By Jonathan Bernstein · July 12, 2017 Merch for this release:
2 x Vinyl LP, Compact Disc (CD)

With his band the Glory Fires, Lee Bains III has spent the better part of the past decade confronting Southern stereotypes. In their familiar-to-some blend of classic rock, hardcore, melodic punk, and rootsy country-grunge, Lee Bains III and the Glory Fires insists on a version of Southern rock that interrogates its region’s history while explicitly fighting for Southern progress.

With its sprawling 17-song tracklist, Youth Detention (Nail My Feet to the Southside of Town) finds Bains zeroing in his focus as a songwriter. The album is primarily an expansive, multi-angled exploration of the way in which Bains’s hometown of Birmingham socializes its children along racial and class lines.

Songs like “Black & White Boys” and “Good Old Boy” are fierce polemics that jolt the band’s message into sharp clarity, while the album centerpiece triplet of “I Heard God!,” “Crooked Letters,” and “I Can Change!,” complete with a sample of children chanting and audio snippets of protester rallying calls, show off the band’s London Calling-level ambition.

Bains is a bookish songwriter whose intersectional Southern-punk has always been interested in the colliding worlds of religion, history, gender, and identity. With Youth Detention, he’s made his most thoroughly urgent album, one that concerns itself with the problems of the here and now more thoroughly, and convincingly, than any of his previous work, which tended to be more historically-minded.

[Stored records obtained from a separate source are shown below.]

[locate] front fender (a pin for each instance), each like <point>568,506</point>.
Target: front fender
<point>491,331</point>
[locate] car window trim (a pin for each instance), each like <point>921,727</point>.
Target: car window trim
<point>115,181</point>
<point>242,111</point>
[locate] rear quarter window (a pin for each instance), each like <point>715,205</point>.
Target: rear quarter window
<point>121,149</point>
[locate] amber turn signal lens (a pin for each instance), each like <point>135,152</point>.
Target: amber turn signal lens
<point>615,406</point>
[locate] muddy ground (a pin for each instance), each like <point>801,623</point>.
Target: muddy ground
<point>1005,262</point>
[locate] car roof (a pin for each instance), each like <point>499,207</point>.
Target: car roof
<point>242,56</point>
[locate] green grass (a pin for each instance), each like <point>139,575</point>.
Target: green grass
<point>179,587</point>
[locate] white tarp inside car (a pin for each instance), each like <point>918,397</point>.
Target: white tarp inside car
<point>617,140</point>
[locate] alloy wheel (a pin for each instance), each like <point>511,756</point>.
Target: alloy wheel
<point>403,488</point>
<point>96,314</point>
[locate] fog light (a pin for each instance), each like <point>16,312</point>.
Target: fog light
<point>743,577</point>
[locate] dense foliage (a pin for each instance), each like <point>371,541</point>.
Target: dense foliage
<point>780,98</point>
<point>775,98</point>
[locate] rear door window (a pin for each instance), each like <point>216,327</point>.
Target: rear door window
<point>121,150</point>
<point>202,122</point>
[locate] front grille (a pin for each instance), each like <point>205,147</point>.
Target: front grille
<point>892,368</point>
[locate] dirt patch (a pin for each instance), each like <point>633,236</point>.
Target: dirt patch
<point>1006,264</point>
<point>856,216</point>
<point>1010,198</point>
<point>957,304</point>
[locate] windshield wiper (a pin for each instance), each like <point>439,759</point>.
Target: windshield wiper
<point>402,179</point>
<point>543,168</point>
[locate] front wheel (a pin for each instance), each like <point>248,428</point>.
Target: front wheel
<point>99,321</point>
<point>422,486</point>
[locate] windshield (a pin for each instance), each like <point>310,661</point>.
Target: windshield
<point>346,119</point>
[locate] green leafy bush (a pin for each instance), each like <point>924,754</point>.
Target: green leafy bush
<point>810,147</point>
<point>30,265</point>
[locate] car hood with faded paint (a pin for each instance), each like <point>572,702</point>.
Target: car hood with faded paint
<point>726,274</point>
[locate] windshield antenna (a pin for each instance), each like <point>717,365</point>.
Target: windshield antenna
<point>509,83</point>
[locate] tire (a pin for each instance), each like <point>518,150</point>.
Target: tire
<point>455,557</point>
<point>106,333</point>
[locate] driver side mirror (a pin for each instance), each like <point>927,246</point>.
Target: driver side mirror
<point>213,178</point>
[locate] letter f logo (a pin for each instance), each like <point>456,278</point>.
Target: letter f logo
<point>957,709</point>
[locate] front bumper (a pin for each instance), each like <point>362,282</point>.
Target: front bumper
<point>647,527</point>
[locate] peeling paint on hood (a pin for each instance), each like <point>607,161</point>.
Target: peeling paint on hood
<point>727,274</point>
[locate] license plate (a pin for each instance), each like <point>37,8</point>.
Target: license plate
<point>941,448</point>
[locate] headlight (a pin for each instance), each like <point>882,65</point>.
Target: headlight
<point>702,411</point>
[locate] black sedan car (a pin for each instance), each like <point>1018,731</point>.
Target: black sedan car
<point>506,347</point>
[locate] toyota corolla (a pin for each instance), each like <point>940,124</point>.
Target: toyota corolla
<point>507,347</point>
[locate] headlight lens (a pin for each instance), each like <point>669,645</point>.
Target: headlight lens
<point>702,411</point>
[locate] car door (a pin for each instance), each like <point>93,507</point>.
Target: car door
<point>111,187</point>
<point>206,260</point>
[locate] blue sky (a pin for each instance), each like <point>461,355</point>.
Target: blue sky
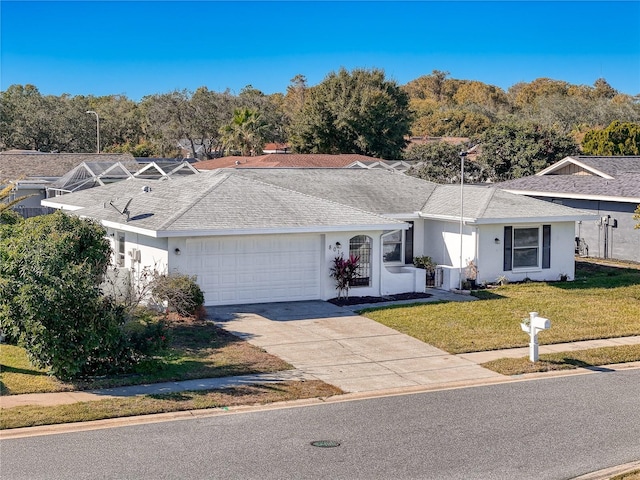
<point>147,47</point>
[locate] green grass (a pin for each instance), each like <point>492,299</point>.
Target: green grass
<point>634,475</point>
<point>29,416</point>
<point>198,350</point>
<point>592,357</point>
<point>603,302</point>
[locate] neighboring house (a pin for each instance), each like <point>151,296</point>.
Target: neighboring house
<point>609,187</point>
<point>304,160</point>
<point>267,235</point>
<point>287,160</point>
<point>46,175</point>
<point>276,148</point>
<point>33,172</point>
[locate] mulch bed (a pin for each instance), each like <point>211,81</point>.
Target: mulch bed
<point>389,298</point>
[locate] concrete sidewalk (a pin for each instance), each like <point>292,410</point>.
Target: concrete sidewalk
<point>332,344</point>
<point>339,347</point>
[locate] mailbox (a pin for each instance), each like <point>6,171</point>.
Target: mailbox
<point>532,327</point>
<point>540,323</point>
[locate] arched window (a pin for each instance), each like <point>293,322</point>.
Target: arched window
<point>360,246</point>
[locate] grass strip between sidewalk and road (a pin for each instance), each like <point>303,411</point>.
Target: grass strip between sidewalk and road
<point>198,349</point>
<point>602,302</point>
<point>30,415</point>
<point>548,362</point>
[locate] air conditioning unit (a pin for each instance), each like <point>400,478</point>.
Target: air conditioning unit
<point>134,253</point>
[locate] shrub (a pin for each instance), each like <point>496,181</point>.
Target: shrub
<point>146,334</point>
<point>344,272</point>
<point>425,263</point>
<point>50,302</point>
<point>181,292</point>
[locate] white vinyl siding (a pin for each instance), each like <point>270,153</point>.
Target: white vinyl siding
<point>255,269</point>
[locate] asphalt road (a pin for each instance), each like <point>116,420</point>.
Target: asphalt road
<point>555,428</point>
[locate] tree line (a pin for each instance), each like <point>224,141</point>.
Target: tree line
<point>521,130</point>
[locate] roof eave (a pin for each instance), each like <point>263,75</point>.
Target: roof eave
<point>577,196</point>
<point>60,206</point>
<point>282,230</point>
<point>565,161</point>
<point>543,219</point>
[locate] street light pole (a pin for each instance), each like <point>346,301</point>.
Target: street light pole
<point>462,155</point>
<point>97,129</point>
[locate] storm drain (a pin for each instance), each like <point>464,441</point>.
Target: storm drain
<point>325,443</point>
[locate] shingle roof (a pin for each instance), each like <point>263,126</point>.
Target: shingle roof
<point>54,165</point>
<point>624,188</point>
<point>313,199</point>
<point>380,191</point>
<point>486,205</point>
<point>285,160</point>
<point>611,165</point>
<point>220,201</point>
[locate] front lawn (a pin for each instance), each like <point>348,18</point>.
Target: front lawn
<point>31,415</point>
<point>602,302</point>
<point>198,350</point>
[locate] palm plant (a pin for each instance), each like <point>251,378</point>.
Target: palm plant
<point>245,132</point>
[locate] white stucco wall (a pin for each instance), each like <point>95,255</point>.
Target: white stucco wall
<point>442,243</point>
<point>490,254</point>
<point>330,251</point>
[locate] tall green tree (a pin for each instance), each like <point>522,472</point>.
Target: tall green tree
<point>617,139</point>
<point>245,133</point>
<point>51,268</point>
<point>514,150</point>
<point>353,112</point>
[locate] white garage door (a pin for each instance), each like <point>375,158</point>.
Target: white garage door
<point>256,269</point>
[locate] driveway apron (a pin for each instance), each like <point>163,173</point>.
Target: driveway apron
<point>337,346</point>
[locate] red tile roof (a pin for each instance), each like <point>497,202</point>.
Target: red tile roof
<point>286,160</point>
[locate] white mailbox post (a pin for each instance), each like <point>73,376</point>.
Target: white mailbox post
<point>536,324</point>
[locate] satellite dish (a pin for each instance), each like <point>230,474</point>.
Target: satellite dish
<point>124,210</point>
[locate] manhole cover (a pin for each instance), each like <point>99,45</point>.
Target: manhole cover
<point>325,443</point>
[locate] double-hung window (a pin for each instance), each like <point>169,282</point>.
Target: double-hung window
<point>392,247</point>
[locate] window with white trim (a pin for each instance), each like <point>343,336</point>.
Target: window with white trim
<point>527,247</point>
<point>392,247</point>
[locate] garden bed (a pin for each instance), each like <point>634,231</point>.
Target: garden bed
<point>342,302</point>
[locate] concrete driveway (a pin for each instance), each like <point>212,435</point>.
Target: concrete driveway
<point>347,350</point>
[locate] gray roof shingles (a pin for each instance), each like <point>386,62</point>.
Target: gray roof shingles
<point>218,201</point>
<point>14,166</point>
<point>611,165</point>
<point>271,199</point>
<point>627,185</point>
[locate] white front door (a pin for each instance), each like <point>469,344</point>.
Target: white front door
<point>256,268</point>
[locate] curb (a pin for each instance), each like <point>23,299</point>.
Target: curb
<point>607,473</point>
<point>346,397</point>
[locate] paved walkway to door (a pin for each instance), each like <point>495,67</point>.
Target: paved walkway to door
<point>352,352</point>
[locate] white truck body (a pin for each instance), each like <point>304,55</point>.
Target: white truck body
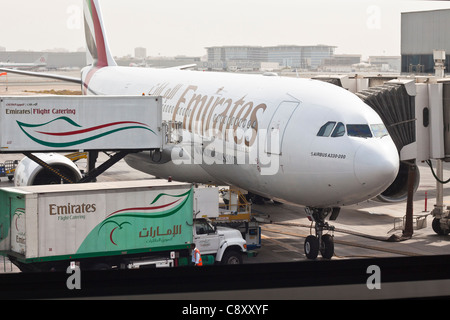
<point>107,221</point>
<point>66,123</point>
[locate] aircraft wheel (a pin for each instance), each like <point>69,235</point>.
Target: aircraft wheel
<point>311,247</point>
<point>327,247</point>
<point>436,225</point>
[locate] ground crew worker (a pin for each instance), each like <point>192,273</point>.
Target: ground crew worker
<point>196,257</point>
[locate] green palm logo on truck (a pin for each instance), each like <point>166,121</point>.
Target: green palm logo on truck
<point>44,132</point>
<point>160,222</point>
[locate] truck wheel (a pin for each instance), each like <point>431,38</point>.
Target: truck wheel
<point>232,257</point>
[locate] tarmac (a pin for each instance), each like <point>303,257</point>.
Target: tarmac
<point>362,230</point>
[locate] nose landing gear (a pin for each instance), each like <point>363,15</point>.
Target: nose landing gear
<point>322,243</point>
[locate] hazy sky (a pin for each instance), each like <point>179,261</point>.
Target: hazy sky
<point>181,27</point>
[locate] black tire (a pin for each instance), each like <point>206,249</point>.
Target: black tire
<point>327,247</point>
<point>231,257</point>
<point>436,225</point>
<point>311,247</point>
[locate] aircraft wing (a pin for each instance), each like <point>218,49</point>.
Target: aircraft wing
<point>186,66</point>
<point>42,75</point>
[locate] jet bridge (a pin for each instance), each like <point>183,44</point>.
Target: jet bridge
<point>41,127</point>
<point>416,112</point>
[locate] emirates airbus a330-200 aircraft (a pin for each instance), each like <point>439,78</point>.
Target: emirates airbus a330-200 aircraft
<point>299,140</point>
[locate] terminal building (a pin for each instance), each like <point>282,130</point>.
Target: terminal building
<point>422,32</point>
<point>54,60</point>
<point>253,57</point>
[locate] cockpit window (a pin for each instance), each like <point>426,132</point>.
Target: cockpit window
<point>339,131</point>
<point>326,129</point>
<point>379,130</point>
<point>359,130</point>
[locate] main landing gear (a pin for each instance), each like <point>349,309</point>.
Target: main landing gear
<point>323,243</point>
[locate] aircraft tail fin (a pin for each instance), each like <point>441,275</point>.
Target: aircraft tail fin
<point>98,50</point>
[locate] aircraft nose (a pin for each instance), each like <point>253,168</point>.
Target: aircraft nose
<point>376,165</point>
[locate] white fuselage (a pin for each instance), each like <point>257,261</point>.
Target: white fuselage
<point>260,133</point>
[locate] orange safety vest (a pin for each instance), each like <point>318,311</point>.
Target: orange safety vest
<point>199,263</point>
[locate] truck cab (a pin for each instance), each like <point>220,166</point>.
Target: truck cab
<point>225,244</point>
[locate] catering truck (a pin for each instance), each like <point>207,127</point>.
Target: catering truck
<point>124,224</point>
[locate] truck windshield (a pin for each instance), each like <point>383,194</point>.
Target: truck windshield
<point>203,227</point>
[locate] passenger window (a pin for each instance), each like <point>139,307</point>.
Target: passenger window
<point>379,130</point>
<point>359,130</point>
<point>326,129</point>
<point>339,131</point>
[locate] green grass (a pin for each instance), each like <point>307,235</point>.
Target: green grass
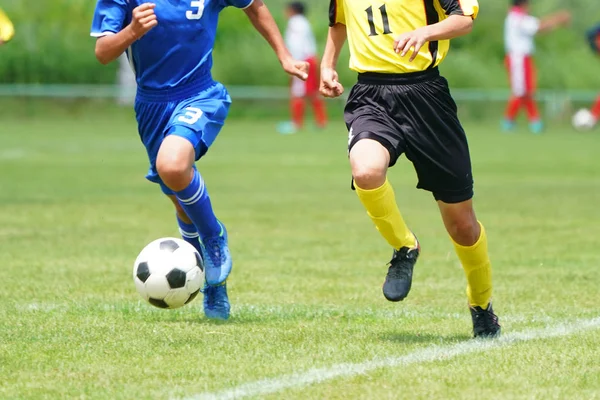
<point>306,287</point>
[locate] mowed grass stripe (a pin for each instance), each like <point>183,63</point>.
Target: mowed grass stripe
<point>428,354</point>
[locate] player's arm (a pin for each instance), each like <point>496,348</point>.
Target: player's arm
<point>330,85</point>
<point>111,45</point>
<point>7,30</point>
<point>459,22</point>
<point>263,21</point>
<point>553,21</point>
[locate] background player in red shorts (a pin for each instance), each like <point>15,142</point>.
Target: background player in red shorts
<point>594,39</point>
<point>519,31</point>
<point>301,43</point>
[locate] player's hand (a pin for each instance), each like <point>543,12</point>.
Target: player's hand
<point>295,68</point>
<point>143,19</point>
<point>564,17</point>
<point>330,85</point>
<point>411,40</point>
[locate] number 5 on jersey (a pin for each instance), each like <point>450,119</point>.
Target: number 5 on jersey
<point>197,13</point>
<point>191,115</point>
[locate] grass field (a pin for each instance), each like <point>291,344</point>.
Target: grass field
<point>308,319</point>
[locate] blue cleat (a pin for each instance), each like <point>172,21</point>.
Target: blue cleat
<point>286,128</point>
<point>508,125</point>
<point>536,127</point>
<point>216,257</point>
<point>216,302</point>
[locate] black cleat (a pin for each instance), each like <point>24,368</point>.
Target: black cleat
<point>399,278</point>
<point>485,322</point>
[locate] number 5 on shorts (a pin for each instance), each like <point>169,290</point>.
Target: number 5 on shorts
<point>191,115</point>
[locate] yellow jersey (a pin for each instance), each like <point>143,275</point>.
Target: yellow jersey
<point>373,25</point>
<point>7,30</point>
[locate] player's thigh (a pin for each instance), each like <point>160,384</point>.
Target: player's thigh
<point>372,128</point>
<point>153,121</point>
<point>517,73</point>
<point>298,87</point>
<point>436,142</point>
<point>199,119</point>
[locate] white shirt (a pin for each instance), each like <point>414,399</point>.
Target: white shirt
<point>299,38</point>
<point>519,32</point>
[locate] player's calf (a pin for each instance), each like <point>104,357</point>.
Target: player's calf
<point>175,166</point>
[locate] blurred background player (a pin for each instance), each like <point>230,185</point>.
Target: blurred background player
<point>7,30</point>
<point>520,29</point>
<point>301,43</point>
<point>180,109</point>
<point>593,36</point>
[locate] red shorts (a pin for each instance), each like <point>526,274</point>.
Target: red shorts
<point>310,87</point>
<point>522,74</point>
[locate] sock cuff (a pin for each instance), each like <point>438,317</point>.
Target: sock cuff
<point>374,192</point>
<point>193,192</point>
<point>480,240</point>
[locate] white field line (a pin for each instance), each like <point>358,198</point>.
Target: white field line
<point>428,354</point>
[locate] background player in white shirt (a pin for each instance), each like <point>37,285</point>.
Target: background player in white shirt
<point>301,43</point>
<point>519,32</point>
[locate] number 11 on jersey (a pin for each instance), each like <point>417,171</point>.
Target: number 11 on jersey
<point>384,18</point>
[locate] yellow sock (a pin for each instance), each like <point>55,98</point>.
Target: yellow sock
<point>478,268</point>
<point>382,208</point>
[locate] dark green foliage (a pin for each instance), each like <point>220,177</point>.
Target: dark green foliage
<point>52,46</point>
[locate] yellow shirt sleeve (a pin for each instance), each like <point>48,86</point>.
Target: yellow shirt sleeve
<point>7,30</point>
<point>460,7</point>
<point>337,14</point>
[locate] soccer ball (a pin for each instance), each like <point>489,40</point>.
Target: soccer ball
<point>583,120</point>
<point>168,273</point>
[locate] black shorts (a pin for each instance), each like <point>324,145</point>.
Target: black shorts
<point>414,114</point>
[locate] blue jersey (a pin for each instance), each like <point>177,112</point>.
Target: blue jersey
<point>175,54</point>
<point>593,36</point>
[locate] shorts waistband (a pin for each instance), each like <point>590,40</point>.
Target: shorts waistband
<point>376,78</point>
<point>177,93</point>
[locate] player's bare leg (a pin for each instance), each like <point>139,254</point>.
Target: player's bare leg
<point>470,242</point>
<point>175,166</point>
<point>369,161</point>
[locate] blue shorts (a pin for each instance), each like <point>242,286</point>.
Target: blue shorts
<point>198,118</point>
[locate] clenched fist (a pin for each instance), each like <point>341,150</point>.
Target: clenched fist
<point>143,19</point>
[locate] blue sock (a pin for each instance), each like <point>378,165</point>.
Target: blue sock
<point>196,203</point>
<point>189,233</point>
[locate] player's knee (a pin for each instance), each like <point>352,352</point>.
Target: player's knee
<point>464,229</point>
<point>369,161</point>
<point>172,170</point>
<point>368,177</point>
<point>174,162</point>
<point>179,210</point>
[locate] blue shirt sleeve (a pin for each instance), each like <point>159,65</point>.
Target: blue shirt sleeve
<point>237,3</point>
<point>109,17</point>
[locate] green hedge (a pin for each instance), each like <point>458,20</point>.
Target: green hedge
<point>52,45</point>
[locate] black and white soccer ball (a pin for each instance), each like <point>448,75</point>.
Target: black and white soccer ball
<point>583,120</point>
<point>168,273</point>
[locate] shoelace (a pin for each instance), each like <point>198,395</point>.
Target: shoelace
<point>214,246</point>
<point>211,295</point>
<point>399,266</point>
<point>485,319</point>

But for all his scholarly leanings, Bains is an unpretentious, pop-loving, rock ‘n’ roller keen on physical detail as a songwriter and sympathetic to the occasional anthemic chorus (“Whitewash,” “Nail My Feet Down To the Southside of Town”). On Youth Detention, which blends the band’s heady conceptualizing with a sturdy batch of solemn sing-alongs, Lee Bains III and the Glory Fires have finally made an album worthy of the group’s outsized ambition.